2 teens suspected of killing 5 in arson, including a former Silverthorne resident, to be tried as adults | SummitDaily.com

2 teens suspected of killing 5 in arson, including a former Silverthorne resident, to be tried as adults

Judge: Trauma from Denver fire ‘defies comprehension’

Elise Schmelzer
The Denver Post
Djibril Diol poses for a photo before graduating from Colorado Mountain College in Summit County in 2015. He and his family were killed in an August 2020 house fire in Denver. Police believe the fire was intentionally set.
Alli Langley/Summit Daily News archive

DENVER — Two of the three teenagers charged with murder for allegedly setting a Denver home on fire and killing a family of five inside will be tried as adults, a judge ruled this week, noting the trauma inflicted on the community by the 2020 fire “defies comprehension.”

The Aug. 5, 2020, fire killed former Silverthorne resident Djibril Diol. Diol graduated from Colorado Mountain College in Summit County in 2015 with an associate of science degree in physics. He immigrated to the U.S. from the West African country of Senegal in 2012.

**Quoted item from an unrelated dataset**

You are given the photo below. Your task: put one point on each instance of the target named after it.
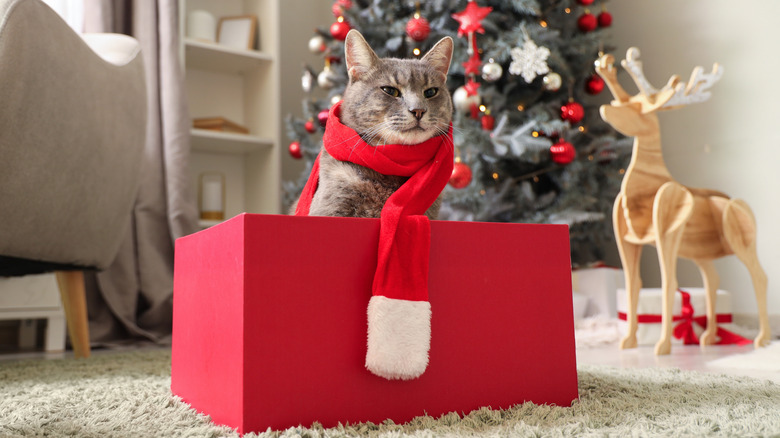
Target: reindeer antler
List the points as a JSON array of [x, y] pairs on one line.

Also killed in the fire were Diol’s wife, Adja; their 22-month-old daughter, Khadija; relative Hassan Diol; and her infant daughter, Hawa Baye, according to the Denver District Attorney’s Office.

The cases against Kevin Bui and Gavin Seymour, both 17, will continue in adult court despite efforts by their attorneys to argue the cases should instead be tried in juvenile court. The case against the third suspect, who was 15 at the time of the crime and has not been publicly identified, remains in juvenile court.

Denver District Court Judge Martin Egelhoff ruled Tuesday, Jan. 25, that Bui’s and Seymour’s actions were so egregious that they should be tried in adult court and face more severe punishment, despite the teens’ ages, lack of prior criminal record and good behavior in juvenile detention since their arrests.

“In a case such as this, where the result of the defendant’s conduct is the loss of not one but five human lives, the total destruction of the home of two families, and the devastation of multiple families and communities, both locally and abroad, the community has a legitimate and significant interest in the most severe and consequential punishment commensurate with the immeasurable harm occasioned by the defendants’ conduct,” Egelhoff wrote. “Indeed, in nearly 23 years as a judicial officer, this court has not witnessed a case of such gravity, consequence and loss as that presented herein.”

The three teens set the Green Valley Ranch home on fire because Bui erroneously thought a person who stole his phone lived there and he wanted revenge, law enforcement officers said during a November court hearing. The teens bought masks to wear to hide their faces and splashed gasoline inside of the home before lighting it on fire, law enforcement officials testified.